Shakespeare's Hamlet is a play written to make the reader or director think for himself and create what he thinks to be Hamlets tragic flaw come alive. Any argument could be well supported or demolished on quotes and actions from the text and one's interpretation of these. The bottom line is not what is Hamlet's tragic flaw, but what tragic flaw can best be supported by the reader.

Hamlet's tragic flaw is his inconsistent approach to problems. In the scenarios that may call for quick, decisive behavior, Hamlet ruminates. An example of this is seen in Act III, iii when Hamlet has his knife over the head of Claudius, prepared to murdered him, and he talks himself out of it. Another example of this is the play put on by Hamlet in Act III, ii when he wants to have proof of his father's murder by Claudius. In reality, all Hamlet needs to do is act on the ghost's words.

In those scenarios that require thorough contemplation, Hamlet is impulsive. An example of this is seen when hears a "rat" listening in on his dialogue with his mother in Act III, iv. Without the necessary thought, Hamlet draws his sword and kills Polonius. Another example to support this premise is in Act I, iv when Hamlet threatens his friends and follows the potentially dangerous ghost into the forest without any contemplation.

The contention that Hamlet's tragic flaw is "external difficulties" can be disproven in Act III, iii when Hamlet has his knife drawn and is only a swift motion away from Claudius' death.
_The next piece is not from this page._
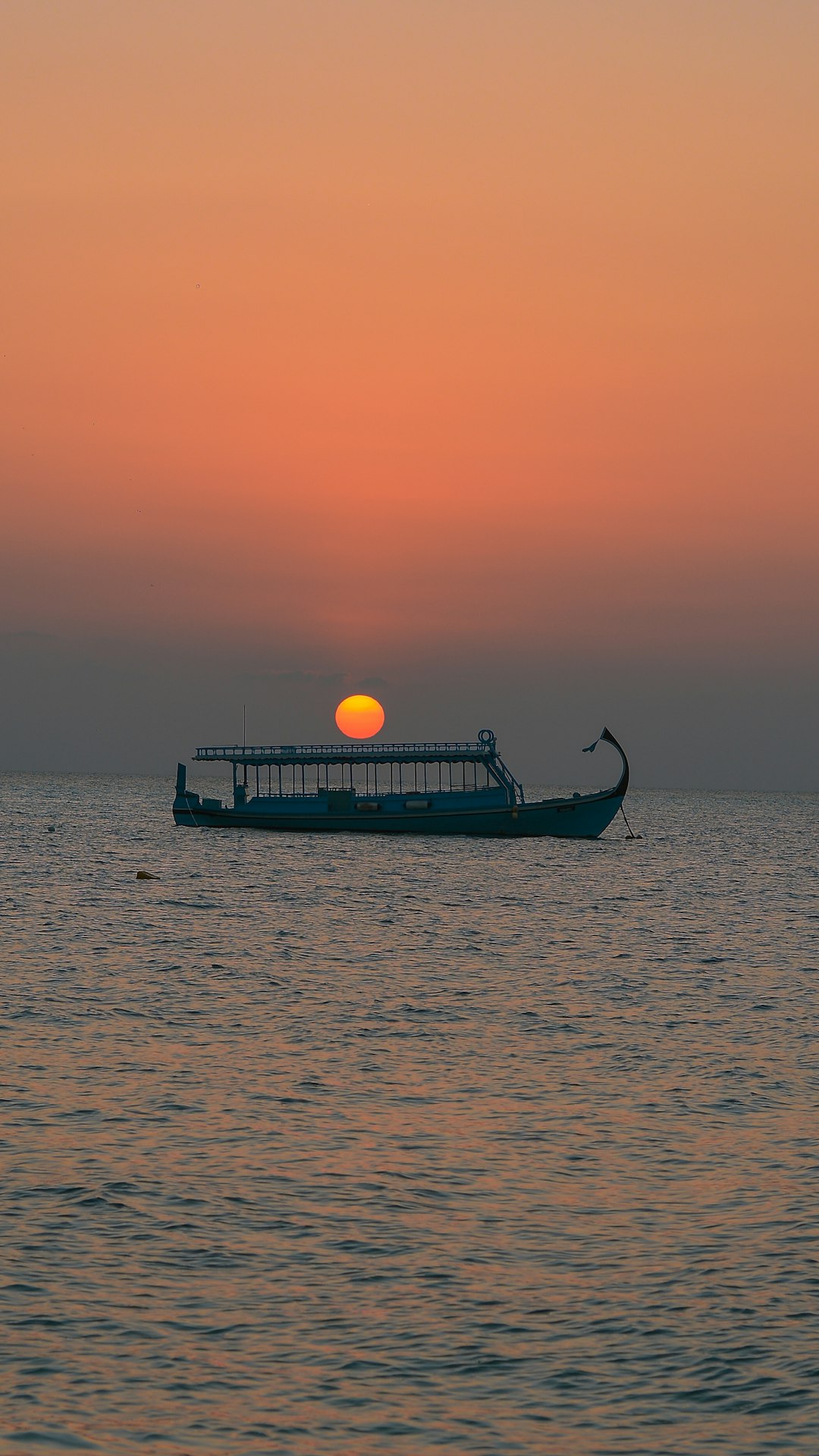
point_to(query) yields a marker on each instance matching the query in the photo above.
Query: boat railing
(365, 750)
Hamlet's tragic flaw is not that he is motivated by ambition. This point is best displayed in Act II, ii when Hamlet states "Man delights not me"(II, ii 359). "Man", in this case, refers to the power structure imposed by society.

In conclusion, Hamlet's tragic flaw is neither external difficulties nor his motivation by ambition. Because of his inconsistent approach to promlem solving, Hamlet is responsible for his own downfall.